Le pape n’est pas le premier à déclarer la guerre à ces « mots qui tuent ». La Bible elle-même s’y livre presque à chaque page. « Ta langue n’invente que malice, comme un rasoir affilé, fourbe que tu es ! », fulmine le psalmiste (Ps 52,2).
Dans sa diatribe contre les païens, Saint Paul range la médisance parmi les péchés qui entraînent la colère divine. « Rapporteurs, médisants, impies, arrogants, hautains, fanfarons, ingénieux au mal… » (Rm 1, 30)
Rien de neuf sous le soleil de Satan.
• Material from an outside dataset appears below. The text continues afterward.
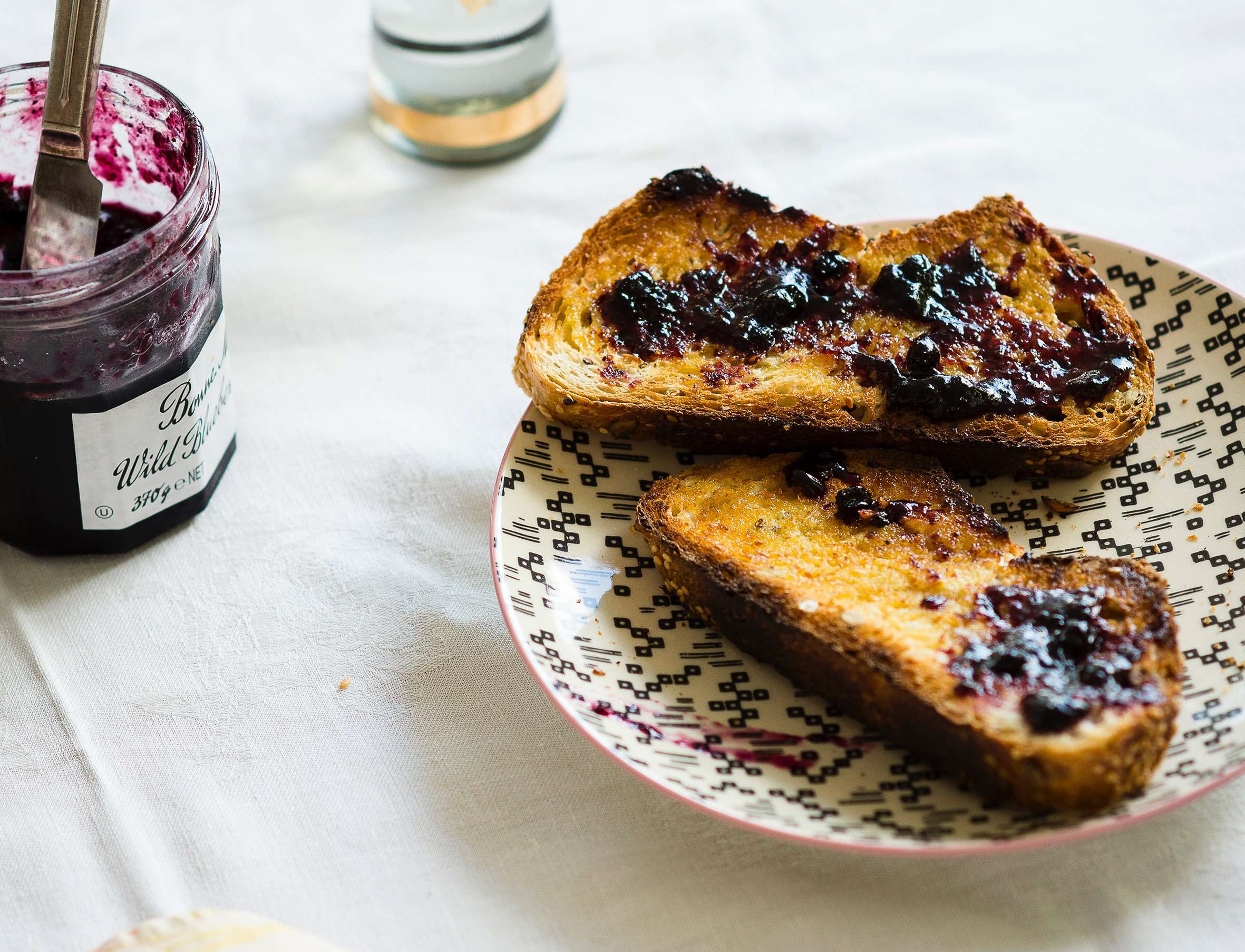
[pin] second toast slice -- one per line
(876, 580)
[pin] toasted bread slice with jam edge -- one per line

En famille, au travail, au village, dans nos communautés tout le monde médit depuis la nuit des temps. « Sauf les muets », raille Brassens dans La Mauvaise Réputation.

Si l’un d’entre nous cède un jour à la médisance - ce qui peut arriver à chacun de nous - qu’il ne s’avise pas cependant de venir communier après au Corps Sacré de Notre Seigneur car la médisance nous sépare de la communion avec Dieu et de la communion avec nos frères. Il n’y a plus alors pour lui qu’une seule voie qui puisse le sauver : LA CONFESSION. La médisance est un péché grave car tout en détruisant le frère « créé à l’image et à la ressemblance de Dieu » il détruit l’unité dans la communauté.

Chanoine Dominique Aubert – Curé


Prière pour le temps des vacances

Merci, Seigneur de me donner la joie d’être en vacances.
Donne au moins quelques miettes de cette joie
A ceux qui ne peuvent en prendre
Parce qu’ils sont malades, handicapés,
Ou trop pauvres ou trop occupés…

Donne-moi la grâce de porter, partout où je passe,
Le souffle léger de ta paix
Comme la brise du soir qui vient de la mer
Et qui nous repose de la chaleur des jours.
Donne-moi la grâce d’apporter, partout où je passe,
Un brin d’amitié, comme un brin de muguet,
Un sourire au passant inconnu
Un regard à celui qui est tout seul et qui attend…

Donne-moi la grâce de savoir redécouvrir
Ceux qui vivent à mes côtés et que je ne sais plus voir
Parce qu’ils font "partie des meubles" !
Que je sache les regarder avec émerveillement
Parce que toi tu les aimes et qu’ils sont tes enfants.

Donne-moi la grâce d’être serviable et chaleureux
Pour tous ceux qui m’entourent,
Et que mon « bonjour » ne soit pas une parole distraite,
Mais le souhait véritable d’une bonne journée
Si possible remplie de toi, mon ami, mon Seigneur,
Qui es toujours auprès de moi, même lorsque je l’oublie,
Parce que toi tu ne peux pas cesser un moment
De m’aimer au cœur même de la liberté,
Au cœur de ce temps de vacances qui devrait être rempli de toi.